Hier sind bekanntlich bereits Fakten geschaffen worden. Wir erinnern uns: Im Sommer 2017 hatte der damalige Bundesgesundheitsminister Hermann Gröhe eine Allianz für Gesundheitskompetenz ins Leben gerufen, an der 15 Verbände, unter anderem auch BZÄK und KZBV, mit eigenen Projekten beteiligt sind. Das Ziel: ein nationales Gesundheitsportal im Internet für alle Fragen rund um die Gesundheit. Das ambitionierte Projekt ist auch im Koalitionsvertrag aufgenommen worden. Das Institut für Qualität und Wirtschaftlichkeit im Gesundheitswesen (IQWiG) hatte in diesem Frühjahr einen Konzeptentwurf für das Portal vorgelegt. In ihrer konstruktiv-kritischen Stellungnahme verwiesen BZÄK und KZBV auf bereits vorhandene, qualitativ hochwertige Patienteninformationen der Zahnärzteschaft und auf ihre fachliche Expertise. Sie unterstützen alle Vorschläge, die die Mundgesundheitskompetenz im Sinne der Patienten stärken. Kritisch sehen sie allerdings die geplanten hohen Anforderungen an Methoden und Kontrollmechanismen und die Tendenzen hin zu einem Informationsmonopol.

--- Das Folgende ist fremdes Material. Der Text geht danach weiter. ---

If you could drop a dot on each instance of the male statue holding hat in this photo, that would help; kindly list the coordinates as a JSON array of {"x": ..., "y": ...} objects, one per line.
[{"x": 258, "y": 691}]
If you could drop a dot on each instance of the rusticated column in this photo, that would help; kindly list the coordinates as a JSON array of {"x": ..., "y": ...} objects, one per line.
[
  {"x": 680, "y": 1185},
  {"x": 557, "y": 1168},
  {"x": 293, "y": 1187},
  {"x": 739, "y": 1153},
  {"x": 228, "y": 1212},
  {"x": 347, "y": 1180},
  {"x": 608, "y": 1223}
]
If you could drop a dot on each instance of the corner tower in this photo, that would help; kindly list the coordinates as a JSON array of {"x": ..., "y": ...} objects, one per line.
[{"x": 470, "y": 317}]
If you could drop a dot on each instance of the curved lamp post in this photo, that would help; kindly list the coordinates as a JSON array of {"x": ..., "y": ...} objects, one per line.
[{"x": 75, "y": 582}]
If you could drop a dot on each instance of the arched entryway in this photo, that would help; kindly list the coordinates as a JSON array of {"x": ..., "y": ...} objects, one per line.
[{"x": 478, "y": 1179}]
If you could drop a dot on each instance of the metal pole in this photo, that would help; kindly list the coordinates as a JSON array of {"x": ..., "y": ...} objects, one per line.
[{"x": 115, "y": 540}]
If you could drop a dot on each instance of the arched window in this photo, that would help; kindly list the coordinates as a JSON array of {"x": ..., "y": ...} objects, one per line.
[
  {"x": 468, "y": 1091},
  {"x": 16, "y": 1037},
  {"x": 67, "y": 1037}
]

Man darf gespannt sein, wie es mit dem Gesundheitsportal weitergeht. Werden sich die Allianz-Partner hier wiederfinden? Wird das Gutachten der Weisen neuen Input einbringen? Kann das Portal wirklich einen Beitrag zur bedarfsgerechten Patientensteuerung im Gesundheitswesen leisten? Und muss die Politik überhaupt dem SVR folgen? Viele offene Fragen. Jedenfalls: Jetzt ist erst einmal Sommerpause – und damit viel Zeit für Politik und Verbände, die 780 Gutachterseiten ausführlich zu analysieren. Im Herbst wissen wir dann sicherlich mehr.